Meskipun
lisensi Fixed Wimax sudah dikantongi lima operator setahun lalu, namun sampai
saat ini baru First Media yang telah menjual layanan internet kecepatan tinggi
ini. Sementara beberapa operator mendesak Pemerintah segera menerbitkan lisensi
Mobile Wimax dan LTE. Betulkah teknologi 4G ini mendesak bagi masyarakat
Indonesia, lalu bagaimana Pemerintah dan operator menyikapinya.
WIMAX
Teknologi
Worldwide Interoperability for Microwave Access (Wimax) merupakan
kembangan dari teknologi Wi-FI yang sudah biasa kita gunakan sehari-hari, salah
satunya sebagai wireless pada komputer atau laptop. Secara umum dikenal
dua jenis Wimax, yaitu Wimax untuk jaringan tetap atau disebut Fixed Wimax
(standar IEEE 802.16d), dan Wimax untuk jaringan bergerak atau sering disebut
Mobile Wimax (standar IEEE 802.16e). Wimax mampu mendukung kecepatan transfer
data sampai 75 Mbps dengan jangkauan sampai 50 km.
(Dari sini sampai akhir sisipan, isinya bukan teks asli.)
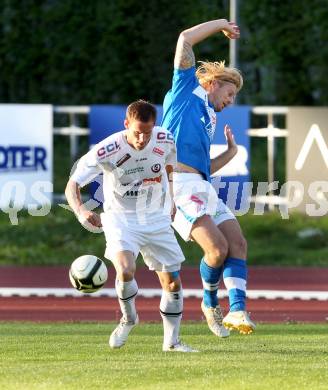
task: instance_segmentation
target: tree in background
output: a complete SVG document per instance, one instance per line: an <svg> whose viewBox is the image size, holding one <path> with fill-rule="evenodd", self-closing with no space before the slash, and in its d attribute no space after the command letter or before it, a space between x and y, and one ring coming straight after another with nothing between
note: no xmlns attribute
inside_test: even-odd
<svg viewBox="0 0 328 390"><path fill-rule="evenodd" d="M239 102L327 104L327 1L239 4ZM179 32L228 14L228 0L1 0L0 101L160 104ZM228 62L226 40L196 50Z"/></svg>
<svg viewBox="0 0 328 390"><path fill-rule="evenodd" d="M247 103L328 104L327 1L239 3Z"/></svg>

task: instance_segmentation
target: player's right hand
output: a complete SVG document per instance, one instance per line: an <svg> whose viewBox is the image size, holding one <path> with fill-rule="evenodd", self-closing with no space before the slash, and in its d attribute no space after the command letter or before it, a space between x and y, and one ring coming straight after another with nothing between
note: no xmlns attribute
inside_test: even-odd
<svg viewBox="0 0 328 390"><path fill-rule="evenodd" d="M100 215L89 210L81 210L78 214L79 222L82 225L87 225L88 223L95 227L102 227Z"/></svg>
<svg viewBox="0 0 328 390"><path fill-rule="evenodd" d="M238 39L240 37L240 30L235 22L227 21L222 29L222 32L229 39Z"/></svg>
<svg viewBox="0 0 328 390"><path fill-rule="evenodd" d="M171 209L171 221L172 222L174 221L176 212L177 212L176 205L175 205L175 203L172 203L172 209Z"/></svg>

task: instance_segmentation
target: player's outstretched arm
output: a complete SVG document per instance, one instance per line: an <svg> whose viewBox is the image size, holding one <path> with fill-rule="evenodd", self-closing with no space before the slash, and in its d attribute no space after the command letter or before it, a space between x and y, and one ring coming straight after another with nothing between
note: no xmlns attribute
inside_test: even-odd
<svg viewBox="0 0 328 390"><path fill-rule="evenodd" d="M165 170L166 170L166 174L167 174L167 179L168 179L168 182L169 182L169 192L170 192L170 198L171 198L171 218L172 218L172 221L174 220L174 216L175 216L175 213L176 213L176 207L175 207L175 203L174 203L174 197L173 197L173 165L166 165L165 167Z"/></svg>
<svg viewBox="0 0 328 390"><path fill-rule="evenodd" d="M195 55L192 47L218 32L222 32L229 39L239 38L239 27L226 19L211 20L182 31L177 42L174 67L188 69L194 66Z"/></svg>
<svg viewBox="0 0 328 390"><path fill-rule="evenodd" d="M217 172L232 160L238 152L238 146L235 142L232 130L228 125L224 126L224 135L227 140L228 149L219 156L211 159L211 174Z"/></svg>

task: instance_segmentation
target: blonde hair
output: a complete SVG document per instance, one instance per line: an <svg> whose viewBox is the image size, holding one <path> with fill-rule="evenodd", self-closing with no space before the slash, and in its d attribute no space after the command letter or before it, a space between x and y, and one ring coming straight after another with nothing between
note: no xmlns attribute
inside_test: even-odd
<svg viewBox="0 0 328 390"><path fill-rule="evenodd" d="M238 69L225 66L224 61L199 61L199 63L200 65L196 70L196 77L202 87L213 80L218 80L234 84L237 87L237 92L241 90L243 86L243 76Z"/></svg>

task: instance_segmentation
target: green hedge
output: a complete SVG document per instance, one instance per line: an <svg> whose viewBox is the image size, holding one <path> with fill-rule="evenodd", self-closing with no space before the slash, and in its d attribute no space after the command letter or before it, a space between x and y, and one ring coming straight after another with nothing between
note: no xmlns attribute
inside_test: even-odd
<svg viewBox="0 0 328 390"><path fill-rule="evenodd" d="M328 217L291 213L289 219L282 219L279 211L254 215L251 209L238 220L248 241L249 265L327 266ZM320 232L300 238L298 233L303 229ZM200 247L179 237L178 240L186 257L185 265L198 266L203 256ZM0 212L0 267L68 265L86 253L103 258L104 250L103 234L88 232L72 212L59 206L54 205L44 217L20 211L18 225L11 225L8 214Z"/></svg>
<svg viewBox="0 0 328 390"><path fill-rule="evenodd" d="M2 0L0 101L161 103L176 39L193 24L228 17L228 1ZM239 1L240 103L328 102L326 0ZM228 41L210 38L199 59L228 60Z"/></svg>

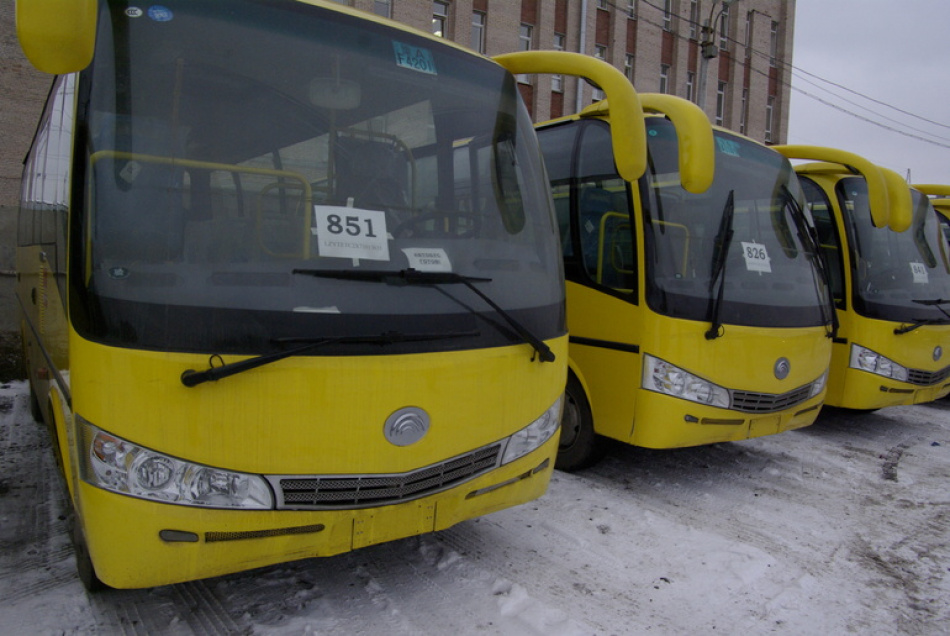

Dengan kemampuan inilah,
Wimax disebut sebagai jaringan generasi keempat (4G), meskipun sebetulnya
kemampuan ini belum memenuhi standar 4G yang ditetapkan IMT-Advanced, karenanya
teknologi Wimax lebih tepat disebut sebagai jaringan 3.9G.
Standar
Fixed Wimax pertama, yaitu 802.16, dipublikasikan April 2002, dan selanjutnya mengalami
berbagai pengembangan sampai dipublikasikannya standar 802.16d pada Januari
2004. Sedangkan Mobile Wimax dipublikasikan pada tahun 2005. Setelah publikasi
tersebut, Jerman segera mengalokasikan lisensi Wimax kepada tiga operator
nasional dan dua operator regional pada Januari 2006. Pada tahun yang sama,
Korea meluncurkan Wimax dan selama dua tahun telah mencatat pelanggan sebanyak
350.000. Amerika telah menerbitkan lisensi Wimax kepada banyak operator, antara
lain Sprint Nextel (Clearwire), Antelecom, AT & T Alaska, Xanadoo,
Towerstream, River Canyon dan Rainbow Broaddband. Operator Wimax dari Rusia,
Yota, saat ini tercatat sebagai penyelenggara jaringan Wimax terbesar di dunia.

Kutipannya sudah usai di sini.